Abstract: Background. Moyamoya disease (MMD) is a slowly progressing steno-occlusive cerebrovascular
disease. The typical moyamoya vessels, which originate from an initial stenosis of the internal carotid, highlight
that increased and/or abnormal angiogenic, vasculogenic and arteriogenic processes are involved in the
disease pathophysiology. Objective. Herein, we summarize the current knowledge on the most important signaling
pathways involved in MMD vessel formation, particularly focusing on the expression of growth factors
and function of endothelial progenitor cells (EPCs). Methods and Results. Higher plasma concentrations of
vascular endothelial growth factor, matrix metalloproteinase, hepatocyte growth factor, and interleukin-1β
were reported in MMD. A specific higher level of basic fibroblast growth factor was also found in the cerebrospinal
fluid of these patients. Finally, the number and the functionality of EPCs were found to be increased.

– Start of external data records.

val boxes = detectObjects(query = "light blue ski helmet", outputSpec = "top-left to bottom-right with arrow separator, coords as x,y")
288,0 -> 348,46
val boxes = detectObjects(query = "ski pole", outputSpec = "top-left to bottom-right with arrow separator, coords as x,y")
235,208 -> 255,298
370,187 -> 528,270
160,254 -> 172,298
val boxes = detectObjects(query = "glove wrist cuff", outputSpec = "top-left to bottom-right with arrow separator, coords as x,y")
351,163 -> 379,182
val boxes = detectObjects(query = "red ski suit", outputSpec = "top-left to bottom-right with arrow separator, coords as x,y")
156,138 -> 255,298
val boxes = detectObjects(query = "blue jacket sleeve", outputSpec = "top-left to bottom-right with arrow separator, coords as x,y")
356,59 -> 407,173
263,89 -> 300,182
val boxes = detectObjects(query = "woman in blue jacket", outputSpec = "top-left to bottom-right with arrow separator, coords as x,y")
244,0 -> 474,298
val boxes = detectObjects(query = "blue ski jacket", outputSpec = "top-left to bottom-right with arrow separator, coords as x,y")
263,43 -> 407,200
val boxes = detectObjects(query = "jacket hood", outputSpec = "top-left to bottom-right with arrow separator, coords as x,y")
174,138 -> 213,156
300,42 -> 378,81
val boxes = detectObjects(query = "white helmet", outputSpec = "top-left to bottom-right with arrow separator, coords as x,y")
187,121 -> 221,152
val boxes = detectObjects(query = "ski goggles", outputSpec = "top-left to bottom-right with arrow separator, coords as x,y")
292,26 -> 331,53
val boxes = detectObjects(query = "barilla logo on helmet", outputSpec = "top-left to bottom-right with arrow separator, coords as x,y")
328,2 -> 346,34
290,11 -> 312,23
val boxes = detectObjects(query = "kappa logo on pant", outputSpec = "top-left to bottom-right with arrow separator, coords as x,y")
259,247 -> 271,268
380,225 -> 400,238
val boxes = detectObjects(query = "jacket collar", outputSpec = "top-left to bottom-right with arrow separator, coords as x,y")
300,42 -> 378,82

In spite of the available data, the approaches and findings reported so far do not give an evident correlation
between the expression levels of the aforementioned growth factors and MMD severity. Furthermore,
the controversial results provided by studies on EPCs, do not permit to understand the true involvement of
these cells in MMD pathophysiology. Conclusion. Further studies should thus be implemented to extend our
knowledge on processes regulating both the arterial stenosis and the excessive formation of collateral vessels.
Moreover, we suggest advances of integrated approaches and functional assays to correlate biological and
clinical data, arguing for the development of new therapeutic applications for MMD.